The man did but still held on to her with one hand so that the pain wound down to a dull throbbing ache while he leaned over and closed the door with the other and settled back in his seat.

“Better?”

“Y… yes.”

“You’re welcome.”

The man called Emil opened the door on his side and climbed out of the car.

“Ray, stay with her. What’s your name again, honey?”

“Janet.”

“Stay with Janet here. Billy, come on along with me.”

The man who had her was Ray and the little one was Billy.
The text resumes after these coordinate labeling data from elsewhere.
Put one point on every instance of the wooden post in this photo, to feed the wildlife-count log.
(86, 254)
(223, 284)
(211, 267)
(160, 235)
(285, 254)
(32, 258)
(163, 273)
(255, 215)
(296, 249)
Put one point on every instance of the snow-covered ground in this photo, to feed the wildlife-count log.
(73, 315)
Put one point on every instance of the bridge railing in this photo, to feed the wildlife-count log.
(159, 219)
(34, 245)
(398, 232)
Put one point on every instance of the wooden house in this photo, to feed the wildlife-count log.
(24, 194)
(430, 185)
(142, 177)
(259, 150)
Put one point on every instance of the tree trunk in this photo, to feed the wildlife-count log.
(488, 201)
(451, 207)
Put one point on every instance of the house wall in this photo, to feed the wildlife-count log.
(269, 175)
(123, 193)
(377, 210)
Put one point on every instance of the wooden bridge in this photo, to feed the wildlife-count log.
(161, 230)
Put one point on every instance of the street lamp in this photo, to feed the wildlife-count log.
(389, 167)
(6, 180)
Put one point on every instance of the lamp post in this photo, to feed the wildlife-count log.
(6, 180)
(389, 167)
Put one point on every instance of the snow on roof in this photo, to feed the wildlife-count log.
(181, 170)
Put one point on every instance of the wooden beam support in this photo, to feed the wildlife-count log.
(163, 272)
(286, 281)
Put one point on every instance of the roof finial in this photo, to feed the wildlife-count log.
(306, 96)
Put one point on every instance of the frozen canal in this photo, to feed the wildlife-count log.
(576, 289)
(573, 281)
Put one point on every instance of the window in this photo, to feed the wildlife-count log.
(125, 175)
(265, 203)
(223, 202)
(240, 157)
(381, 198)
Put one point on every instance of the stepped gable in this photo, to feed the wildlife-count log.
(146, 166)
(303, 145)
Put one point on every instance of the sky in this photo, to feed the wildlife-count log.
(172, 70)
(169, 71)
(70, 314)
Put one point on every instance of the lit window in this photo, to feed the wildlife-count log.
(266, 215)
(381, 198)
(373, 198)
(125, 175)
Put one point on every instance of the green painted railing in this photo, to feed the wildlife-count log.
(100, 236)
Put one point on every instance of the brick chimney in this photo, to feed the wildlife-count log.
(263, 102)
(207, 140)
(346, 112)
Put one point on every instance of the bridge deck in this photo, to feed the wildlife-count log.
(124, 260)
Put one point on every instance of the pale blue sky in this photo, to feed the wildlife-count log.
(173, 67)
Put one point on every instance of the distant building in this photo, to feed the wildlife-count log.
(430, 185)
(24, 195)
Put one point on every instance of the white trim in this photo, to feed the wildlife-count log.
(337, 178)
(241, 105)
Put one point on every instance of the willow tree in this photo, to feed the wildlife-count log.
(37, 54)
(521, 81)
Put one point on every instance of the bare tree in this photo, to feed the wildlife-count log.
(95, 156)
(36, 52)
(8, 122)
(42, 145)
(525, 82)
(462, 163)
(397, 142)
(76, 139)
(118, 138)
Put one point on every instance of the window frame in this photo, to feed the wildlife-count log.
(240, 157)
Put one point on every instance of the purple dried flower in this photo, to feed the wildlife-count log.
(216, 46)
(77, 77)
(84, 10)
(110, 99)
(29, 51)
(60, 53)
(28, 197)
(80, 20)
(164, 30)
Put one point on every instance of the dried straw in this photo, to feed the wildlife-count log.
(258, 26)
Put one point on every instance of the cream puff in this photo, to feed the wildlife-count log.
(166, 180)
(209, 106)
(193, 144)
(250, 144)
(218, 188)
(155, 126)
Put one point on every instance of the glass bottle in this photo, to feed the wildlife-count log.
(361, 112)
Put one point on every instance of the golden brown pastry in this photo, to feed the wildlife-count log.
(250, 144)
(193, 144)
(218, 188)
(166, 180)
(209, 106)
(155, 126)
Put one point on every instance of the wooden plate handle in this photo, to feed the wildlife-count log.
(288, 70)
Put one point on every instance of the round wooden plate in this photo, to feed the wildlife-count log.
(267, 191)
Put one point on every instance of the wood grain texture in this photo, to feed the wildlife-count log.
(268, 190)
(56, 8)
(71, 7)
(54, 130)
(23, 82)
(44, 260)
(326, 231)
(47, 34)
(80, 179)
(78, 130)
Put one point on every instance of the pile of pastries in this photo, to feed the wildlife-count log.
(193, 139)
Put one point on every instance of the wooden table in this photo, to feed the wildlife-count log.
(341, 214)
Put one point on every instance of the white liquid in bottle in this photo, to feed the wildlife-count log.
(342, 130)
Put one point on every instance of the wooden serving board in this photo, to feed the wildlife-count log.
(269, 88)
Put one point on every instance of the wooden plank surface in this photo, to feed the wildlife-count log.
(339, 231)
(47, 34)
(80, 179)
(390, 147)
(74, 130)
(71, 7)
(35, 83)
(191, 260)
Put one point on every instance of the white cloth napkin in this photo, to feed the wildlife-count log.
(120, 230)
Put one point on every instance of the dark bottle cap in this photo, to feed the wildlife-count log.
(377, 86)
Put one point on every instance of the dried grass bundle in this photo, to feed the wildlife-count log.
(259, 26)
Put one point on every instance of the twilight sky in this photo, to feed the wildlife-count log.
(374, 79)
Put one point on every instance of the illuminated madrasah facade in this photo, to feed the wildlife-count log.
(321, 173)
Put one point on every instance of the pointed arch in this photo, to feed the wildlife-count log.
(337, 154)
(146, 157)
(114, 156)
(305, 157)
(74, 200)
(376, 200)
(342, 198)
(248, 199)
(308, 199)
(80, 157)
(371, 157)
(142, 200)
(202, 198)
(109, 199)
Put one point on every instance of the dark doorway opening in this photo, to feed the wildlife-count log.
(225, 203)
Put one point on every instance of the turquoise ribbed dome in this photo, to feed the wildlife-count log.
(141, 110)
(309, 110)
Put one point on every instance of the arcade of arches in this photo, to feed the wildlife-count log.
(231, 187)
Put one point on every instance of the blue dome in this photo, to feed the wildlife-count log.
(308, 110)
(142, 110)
He turned to Marion and smiled.

“C’mon,” he said. “You’ll see something.”

***

“Wait here,” Emil told her so she stood by the counter like she was interested in the magazine rack and listened to some old duffer in a white T-shirt and suspenders bend the balding store clerk’s ear with some ragtime about plaster dust and sawdust just pullin ’ the moisture right out of his hands, just pulling it outa my hands, look at them hands, just pullin’ it right on out, i’nt that awful? and the clerk looking at the upturned palms of his hands and saying Yeah, Bob, that’s terrible, the customer paying for his bottle of Old Times and the clerk brown-bagging it while Billy set the two six-packs down on the counter just to the left of her and Emil his fifths of Makers Mark and J amp;B next to that.

The old man shoved his wallet into the front pocket of his baggy tan pants, hefted the bag into the crook of his arm and started to leave.

“Excuse me? Sir?” Emil said.

The man stopped and squinted at him.

You’ll see something, he’d said. She guessed this was going to be it. She had to work to keep from smiling.

“Pay for this for me, will you, friend? I’m short on cash.”

The man glanced at the whiskey and the beer. He shook his head.

“Crazy sumbitch,” he muttered.

He moved toward the door again, and Emil flung his arm across her shoulders from behind and pulled her between the man and the door. When she felt the gun against her cheek the gasp was real.

“Pay for it. Or I shoot the lady and then I shoot you.”

“He means it,” Billy said. “He’s not facetious.” “And you behind the counter. Don’t move.”

You could see the old guy sizing up the situation. She wondered what war he’d served in. He wasn’t particularly rattled. Tough old bird.